Davis County community health nurse Erin Olpin holds a vial of the Johnson & Johnson COVID-19 vaccine as she prepares booster doses at the Legacy Events Center in Farmington on Monday, Oct. 25, 2021.

Kristin Murphy, Deseret News

Booster shots are here. The Centers for Disease Control and Prevention and the Food and Drug Administration both approved the COVID-19 vaccine booster shots for all Americans late last week, giving all Americans a chance to bolster their immunity to the coronavirus.

But do those with natural immunity need the shot? And does the COVID-19 booster shot protect those who had COVID-19 already?

How many people got COVID-19?

Based on official numbers from the CDC, more than 47 million people in the U.S. have been infected with the coronavirus. That’s based on COVID-19 test results, though, which means the true number could be much higher.

Do you have immunity if you had COVID-19?

Those who caught the coronavirus often have a natural immunity to the virus, protecting them from another round of sickness.

Dr.

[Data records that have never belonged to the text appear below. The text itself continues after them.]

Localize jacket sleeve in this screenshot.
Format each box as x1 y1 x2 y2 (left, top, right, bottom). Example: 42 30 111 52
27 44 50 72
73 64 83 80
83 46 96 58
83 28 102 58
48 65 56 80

Duane Wesemann, an immunologist at Brigham and Women’s Hospital and Harvard Medical School, told NPR that those with natural immunity are likely more protected than those who got the vaccines.

  • “It’s fair to say that your immunity is likely going to be stronger so that the chance of getting sick, especially with the delta variant, is very, very low,” he said.

Do you need need a booster if you had COVID-19?

Experts told NPR that people who were previously infected should still get their COVID-19 booster shots.

There’s no harm in getting the shot, so you might as well improve the immune system, said John Wherry, director of the Institute for Immunology at the University of Pennsylvania.

  • “The safety profile looks pretty similar during primary vaccination and boosters and it does not look to be terribly different depending on whether you previously had COVID or not,” Wherry told NPR.

There has been some talk about experts about how those who were infected with COVID-19 and got their COVID-19 vaccines might have super immunity to the virus, too, as I wrote for the Deseret News.